Though some young earners have realised the value of saving, many are yet to understand how to gain the most returns out of that money, often causing them to give up quickly. One thing I’ve learnt during my interactions with young earners is that there are certain common mistakes that run through all their stories.
‘I bought a life insurance policy to save tax’
Many young earners blindly invest in life insurance usually at the end of the year when they need to submit tax saving proof to their HR. This sort of impulsive investment usually leads to disappointing returns as most have failed to consider all factors before making a hasty decision. The truth is that almost every other tax saving option is better than buying life insurance. The best option for young earners is essentially Tax-saving (ELSS) funds as they provide tax-free returns with the shortest lock-in period.
‘I wasn’t sure whereto invest, so I didn’t’
Investing early can help grow wealth, sustainably, for the future. Most young earners don’t know where to invest their money, and most importantly they don’t know that starting small yet, starting early is better than waiting for a large sum of money to accumulate.
As a result, they often let their earnings sit idle in their bank accounts for extended amounts of time. This forms unsustainable spending habits and fails to create long-term wealth. If you don’t know enough about mutual fund investments, start by setting aside 5-10% of your salary every month in a debt fund or recurring deposit.
‘I don’t invest in self-improvement’
Many young earners believe it’s a waste to invest in opportunities that could add to their skills and expertise once they have a job. However, to keep the process of learning continuous, develop new skills and improve the quality of life, self-improvement is a must.
Personal development is a life long investment process that enables you to maximise your potential to not only grow your skill set but also grow your avenues for wealth creation. Improving and expanding your skill set can boost your career prospects and ensure job security.
‘I change jobs every year to increase my salary’
This mistake is often made as young earners quickly become bored with their jobs and believe they are being more ambitious if they pursue new opportunities on a regular basis.

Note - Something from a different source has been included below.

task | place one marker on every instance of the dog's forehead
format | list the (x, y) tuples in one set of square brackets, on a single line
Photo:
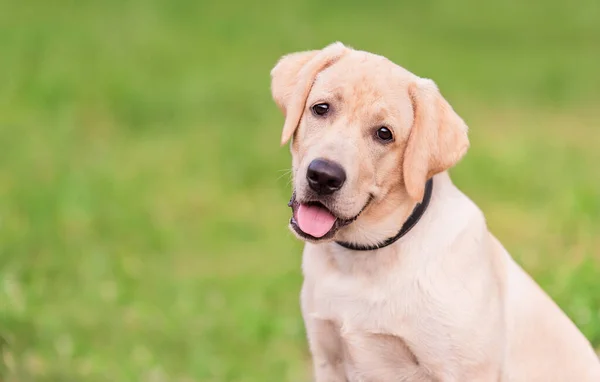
[(361, 74)]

This ‘getting ahead’ trend can be harmful to your career as it can prevent you from reaching a level of higher experience and seniority within your company.
Jumping jobs purely for monetary gain can cause you to be unsatisfied in the long-term and often curbs opportunities for better career prospects. On the other hand, staying with one company for a long period of time can not only allow you to develop skills in a specific field, but can guarantee stable financial progress.
‘I forgot about my education loan’
A large number of young people today start off their careers with education loans. With the pressures of work and the start of a new life, repaying the education loan takes a backseat. However, ignoring education loans can cause interest to mount up leaving you with a bigger repayment amount.
Being systematic in your early life about paying loans is the corner stone of financial disciple and success. Fulfillment of this obligation can only serve to improve credit scores and even allow you to avail of other loans in the future at competitive rates. Once you have completed paying your education loans it is advisable to redirect this amount towards long-term investments.
As a young earner it is important to invest time in understanding the principles of money and investments so you can avoid these common mistakes. The mistakes you make today may seem to have little financial impact but are liable to come back and prove costly in the future.
Making a lot of money is a good ambition to have, but building your long-term wealth takes long-term effort. With a little big of planning and foresight you can make sure your money goes where you need it the most instead of trickling out of your grasp when you weren’t paying attention.